Mustafa Kılıçarslan, a physically disabled lawyer from Kayseri who poses an example to people with disabilities with his many mountaineering achievements while using crutches, wants to climb Mount Everest.
Kılıçaslan, who is unable to use his right leg due to polio he suffered shortly after birth, is doing mountain walks and climbing the top of mountains with his crutches. Kılıçarslan does not regard his disability as a disadvantage, and is the most beautiful example of perseverance and hard work by climbing Mount Ararat two times and Mount Erciyes 16 times and reaching the top of close to 30 mountains with his crutches.
Sharing his story with Anadolu Agency (AA), Kılıçarslan said he strengthened his arms by doing hard work in a village as he could not use his leg since childhood.Kılıçarslan said he was a good student and that he got into the teacher's high school after winning the public boarding school exam in middle school. He mentioned that because of his disability, he did not end up going to the teacher's high school and was later enrolled in a normal high school for this reason.
Kılıçarslan said after getting a law degree and then graduating from college, he took up a career as a lawyer.
Kılıçarslan also mentioned that with the help of his friends he started nature walks at the age of 45, followed by mountain climbing, adding that he has climbed the top of close to 30 mountains so far, including Mount Ararat two times and Mount Erciyes 16 times. Pointing to Mount Everest as his next target, Kılıçarslan said he wants to climb Everest if he can find a sponsor, stressing that he feels ready for this climb. "No disabled person from Turkey has been able to do this. I want to be a first in this regard," he added.
He recalled that one of his friends wrote a book about climbing Everest. "I cannot climb up the stairs even one step by stepping on my disabled foot. I clearly walk with a limp. The doctors told me that because of the weakness in my hip bone, too much walking would hurt my backbone, because I was walking unevenly. In the first years I started walking 5 kilometers. After that, I raised the walking distance to 50 kilometers a day. Over time I started mountain climbing," Kılıçarslan continued. "In 2011, I climbed the top of Mount Ararat and went back to Ararat a year later.
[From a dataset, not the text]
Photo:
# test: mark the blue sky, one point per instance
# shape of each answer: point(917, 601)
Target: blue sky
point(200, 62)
I reached the summit with a friend who turned this climb into a book under the title of 'Yok Hükmünde Ağrı Dağı Tırmanışı' ['Null and Void Climbing Up Mount Ararat']."
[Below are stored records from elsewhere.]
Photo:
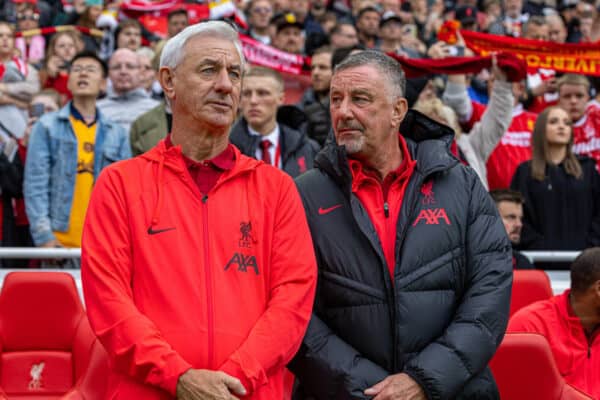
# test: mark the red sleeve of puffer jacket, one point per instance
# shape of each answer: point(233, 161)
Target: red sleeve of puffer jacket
point(134, 344)
point(277, 335)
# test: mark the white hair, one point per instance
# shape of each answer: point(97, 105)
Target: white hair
point(172, 53)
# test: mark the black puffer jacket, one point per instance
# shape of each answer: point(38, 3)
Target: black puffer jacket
point(442, 318)
point(297, 150)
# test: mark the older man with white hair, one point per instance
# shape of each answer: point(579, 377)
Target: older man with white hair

Noting that the reason behind the concept of "Null and Void" is that the state ignored them in the past, Kılıçarsaln said there used to be articles inhibiting the employment of people with disabilities in Turkey, adding that anyone who wants to be a teacher should not have any disabilities to be able to serve in every corner of the country under all conditions. "By climbing Mount Ararat, I wanted to give a message to those who did not accept me to the teacher's school back then," he said.
Kılıçarslan said he quit smoking before starting the nature walks. "I started smoking in my professional life for close to 30 years and stayed away from sports. With a decision I made in 2007, I quit smoking and started climbing. Then I realized that the main disability is not my leg, but cigarettes," Kılıçarslan said, stressing that when he quit smoking he was so relieved that he felt like he was freed from his disability. "As long as I stay healthy, I want to continue mountain climbing and nature walks," he concluded.